Integration by parts is another essential technique in integral calculus, especially useful when integrating the product of two functions. The formula is derived from the product rule for differentiation and is expressed as \( \int u \, dv = uv - \int v \, du \).
To apply integration by parts, carefully choose your \( u \) and \( dv \). For the integral \( \int u \sin u \, du \), let \( u = u \) and \( dv = \sin u \, du \).
This gives \( v = -\cos u \) after integrating \( dv \), and the equation for integration by parts becomes \(-u \cos u + \int \cos u \, du \). The integrity of this method lies in transforming the given integral into a simpler form that can be directly solved.

• Select \( u \) such that its derivative \( du \) simplifies the expression.
• The choice of \( dv \) should be something easy to integrate.
• Apply the integration by parts formula.
• Simplify the expressions, if possible.

In our solution, integration by parts helps streamline the calculation toward a solvable endpoint.

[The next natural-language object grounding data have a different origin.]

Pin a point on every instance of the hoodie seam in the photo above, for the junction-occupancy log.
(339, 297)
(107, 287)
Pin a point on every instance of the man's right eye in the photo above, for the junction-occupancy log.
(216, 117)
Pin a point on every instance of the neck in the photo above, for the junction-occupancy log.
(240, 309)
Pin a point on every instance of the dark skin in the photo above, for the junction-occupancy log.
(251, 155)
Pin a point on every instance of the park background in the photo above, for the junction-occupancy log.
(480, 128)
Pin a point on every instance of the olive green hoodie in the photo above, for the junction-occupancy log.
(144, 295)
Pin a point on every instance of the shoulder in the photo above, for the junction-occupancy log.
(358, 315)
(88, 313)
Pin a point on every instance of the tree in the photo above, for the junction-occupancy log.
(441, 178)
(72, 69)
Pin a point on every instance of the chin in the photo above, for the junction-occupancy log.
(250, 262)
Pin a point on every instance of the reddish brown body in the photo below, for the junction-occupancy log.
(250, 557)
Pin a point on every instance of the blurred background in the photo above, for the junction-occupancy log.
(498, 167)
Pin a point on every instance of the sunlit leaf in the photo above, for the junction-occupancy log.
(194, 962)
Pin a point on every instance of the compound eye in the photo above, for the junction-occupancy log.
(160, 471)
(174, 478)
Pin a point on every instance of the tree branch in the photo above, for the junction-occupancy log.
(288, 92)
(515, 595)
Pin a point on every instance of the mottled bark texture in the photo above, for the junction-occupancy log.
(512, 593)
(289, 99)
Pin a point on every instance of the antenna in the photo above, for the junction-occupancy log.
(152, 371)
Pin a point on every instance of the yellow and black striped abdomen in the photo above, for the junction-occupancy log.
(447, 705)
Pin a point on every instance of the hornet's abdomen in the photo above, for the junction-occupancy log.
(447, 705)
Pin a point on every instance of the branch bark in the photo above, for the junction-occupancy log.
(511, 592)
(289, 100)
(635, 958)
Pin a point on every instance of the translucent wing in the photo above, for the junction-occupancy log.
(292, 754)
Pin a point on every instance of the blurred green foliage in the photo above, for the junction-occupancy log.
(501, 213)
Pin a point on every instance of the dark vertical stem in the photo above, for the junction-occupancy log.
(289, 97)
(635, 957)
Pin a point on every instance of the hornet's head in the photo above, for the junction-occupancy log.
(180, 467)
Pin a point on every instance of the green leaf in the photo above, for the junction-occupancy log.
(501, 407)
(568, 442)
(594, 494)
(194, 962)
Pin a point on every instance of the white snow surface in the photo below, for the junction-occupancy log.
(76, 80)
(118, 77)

Trigonometric integration involves integrals that include trigonometric functions such as sine, cosine, or tangent. Understanding these functions and their integrals is key to solving a variety of calculus problems. In this exercise, after simplifying the integral with substitution and integrating by parts, we encounter \( \int \cos u \, du \).
The integral \( \int \cos u \, du \) simplifies to \( \sin u \). Recognizing basic trigonometric integrals can save time and simplify the process. Familiar functions and their integrals are:

• \( \int \sin x \, dx = -\cos x + C \)
• \( \int \cos x \, dx = \sin x + C \)
• \( \int \tan x \, dx = -\ln |\cos x| + C \)

Knowing these foundational integral forms is very beneficial.
Even when not initially obvious, looking for ways to apply trigonometric identities or substitutions can often make a seemingly difficult integral manageable. Once you find the antiderivative, always remember to return to the original variable to complete the process.